Synthèse totale de la (-)-péridinine

 

Diverses maladies (artériosclérose, arthrite rhumatoïde, cancer) peuvent être associées à un déficit en protéines antilipopéroxydantes. Une voie de traitement envisageable de ces maladies serait de donner au patient un équivalent de ces protéines, tels certains caroténoïdes. Ces composés souffrent cependant d’un temps de vie court en raison de leur rapide dégradation. La (-)-péridinine est doté de propriétés antilipopéroxydantes tout en étant bien moins sensible à la dégradation.

 

Depuis quelques années Marin Burke et ses collaborateurs développent des couplages croisés à base de composés borés (des boronates d’acide N-méthyliminodiacetique - MIDA)  itératifs pour construire de telles architectures. Cette stratégie est basée sur la mise en réaction d’espèces bifonctionnelles dont seule une fonction réagit. Une transformation de la seconde fonction chimique permet par la suite de la faire réagir avec une nouvelle espèce bifonctionnelle et ainsi de suite…

 

En se basant sur cette idée, l’équipe menée par Burke a proposé une synthèse de la (-)-péridinine basée sur l’assemblage de quatre fragments : BB1, BB2, BB3 et BB4.

 

 

Dans un premier temps, c’est la formation de la liaison C8’-C9’ qui a mobilisé l’action des chercheurs.

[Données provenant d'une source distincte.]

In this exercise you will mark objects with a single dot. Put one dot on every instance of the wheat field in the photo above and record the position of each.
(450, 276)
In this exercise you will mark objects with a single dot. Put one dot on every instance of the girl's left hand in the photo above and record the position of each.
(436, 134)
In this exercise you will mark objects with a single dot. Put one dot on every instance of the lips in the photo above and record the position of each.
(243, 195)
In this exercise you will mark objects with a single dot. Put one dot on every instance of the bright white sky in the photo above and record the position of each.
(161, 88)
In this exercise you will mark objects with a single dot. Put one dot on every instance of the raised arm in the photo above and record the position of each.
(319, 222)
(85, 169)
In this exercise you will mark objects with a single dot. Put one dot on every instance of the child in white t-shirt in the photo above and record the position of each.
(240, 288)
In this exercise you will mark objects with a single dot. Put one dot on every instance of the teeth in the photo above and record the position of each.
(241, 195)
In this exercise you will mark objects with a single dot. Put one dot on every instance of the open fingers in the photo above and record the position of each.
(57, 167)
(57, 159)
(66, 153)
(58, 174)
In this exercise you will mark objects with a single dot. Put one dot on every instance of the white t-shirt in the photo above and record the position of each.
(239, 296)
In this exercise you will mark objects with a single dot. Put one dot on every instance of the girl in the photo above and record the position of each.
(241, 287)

En effet, il est connu que la formation de cette liaison puisse être formée avec rétention ou inversion de la stéréochimie.

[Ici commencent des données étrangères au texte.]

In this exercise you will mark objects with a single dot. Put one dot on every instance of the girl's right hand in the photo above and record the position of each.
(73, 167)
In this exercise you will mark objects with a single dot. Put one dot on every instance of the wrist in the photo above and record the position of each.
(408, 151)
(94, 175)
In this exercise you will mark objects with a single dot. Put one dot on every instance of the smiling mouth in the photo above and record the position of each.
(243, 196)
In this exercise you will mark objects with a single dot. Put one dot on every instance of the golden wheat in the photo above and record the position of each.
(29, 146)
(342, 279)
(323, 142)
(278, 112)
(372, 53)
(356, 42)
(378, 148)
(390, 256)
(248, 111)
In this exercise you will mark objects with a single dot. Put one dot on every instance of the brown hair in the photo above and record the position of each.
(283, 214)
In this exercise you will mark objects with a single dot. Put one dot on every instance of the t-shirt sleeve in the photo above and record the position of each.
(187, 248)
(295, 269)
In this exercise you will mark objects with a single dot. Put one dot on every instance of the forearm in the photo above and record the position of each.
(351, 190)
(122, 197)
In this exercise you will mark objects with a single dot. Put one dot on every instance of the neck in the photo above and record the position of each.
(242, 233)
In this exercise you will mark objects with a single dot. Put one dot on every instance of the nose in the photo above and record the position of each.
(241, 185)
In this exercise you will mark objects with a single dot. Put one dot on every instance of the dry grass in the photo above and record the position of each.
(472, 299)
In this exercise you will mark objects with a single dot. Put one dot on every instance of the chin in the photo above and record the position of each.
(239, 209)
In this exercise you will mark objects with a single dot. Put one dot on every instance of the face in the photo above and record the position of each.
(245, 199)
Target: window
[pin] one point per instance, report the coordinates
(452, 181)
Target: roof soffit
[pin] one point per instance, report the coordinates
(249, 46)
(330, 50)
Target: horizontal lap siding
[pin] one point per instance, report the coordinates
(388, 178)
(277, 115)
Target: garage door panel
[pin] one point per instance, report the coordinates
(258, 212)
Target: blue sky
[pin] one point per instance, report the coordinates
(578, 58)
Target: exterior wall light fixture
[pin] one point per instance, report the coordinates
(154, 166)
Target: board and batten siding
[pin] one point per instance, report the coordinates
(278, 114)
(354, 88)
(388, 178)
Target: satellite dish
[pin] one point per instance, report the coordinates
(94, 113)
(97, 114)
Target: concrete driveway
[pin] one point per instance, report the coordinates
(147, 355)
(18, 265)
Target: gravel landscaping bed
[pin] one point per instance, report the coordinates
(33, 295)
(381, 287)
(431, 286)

Une étude préliminaire a montré que l’utilisation d’un iodure allénique en combinaison avec la présence d’une fonction R  de grande taille permettait de réaliser cette réaction avec de bons rendements et une excellente rétention de la stéréochimie.

 

 

Les différents fragments ont ensuite été synthétisés.

Le fragment BB1 provient de l’hydroboration de l’alcyne de 4, suivit du remplacement du ligand pinacol par le MIDA.

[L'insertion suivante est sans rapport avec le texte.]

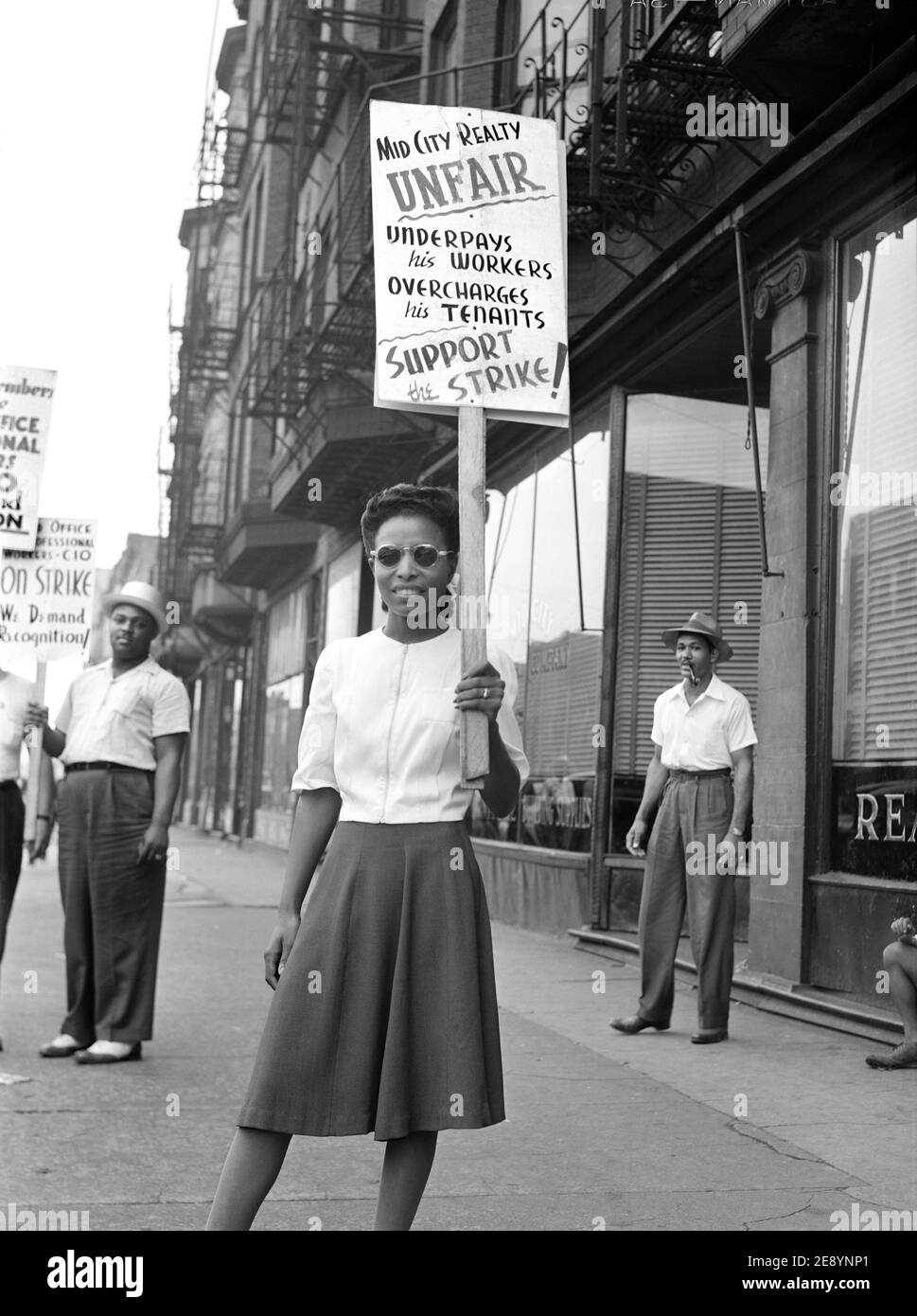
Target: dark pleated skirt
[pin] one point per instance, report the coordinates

Le fragment BB2 provient de l’hydrostannylation de 6, suivi d’un couplage de Stille entre le stannane et la molécule 8.

Le fragment BB3 provient de 9 par une réaction de bromation donnant 10, couplage de Stille entre 11 et le brome de 10 suivit d’une iodation conduisant à 12, engage dans la même séquence avec 11 pour donner BB3.

 



 

Passons à l’assemblage des fragments. La molécule BB1 voit sa fonction acide boronique régénérée par un traitement basique. Elle est alors engagée dans un couplage de Suzuki avec BB2 pour donner 13. Le groupe MIDA est alors transestérifié par un groupe pinacol et l’ester pinacolboronique obtenu est engagé dans un second couplage de Suzuki avec BB3 pour donner 14. Un dernier couplage de Suzuki avec BB4 et une réaction de déprotection des alcools silylés permet de former le produit naturel 1.

 

 

Une jolie petite synthèse d’un composé biologiquement intéressant mettant en valeur le couplage croisé itératif des dérivés de type MIDA et un couplage d’halogénoallène chiral avec rétention de configuration.

 

 

Source : Woerly E.M., Cherney A.H., Burke M.D., J. Am. Chem. Soc., 2010, 132, 6941.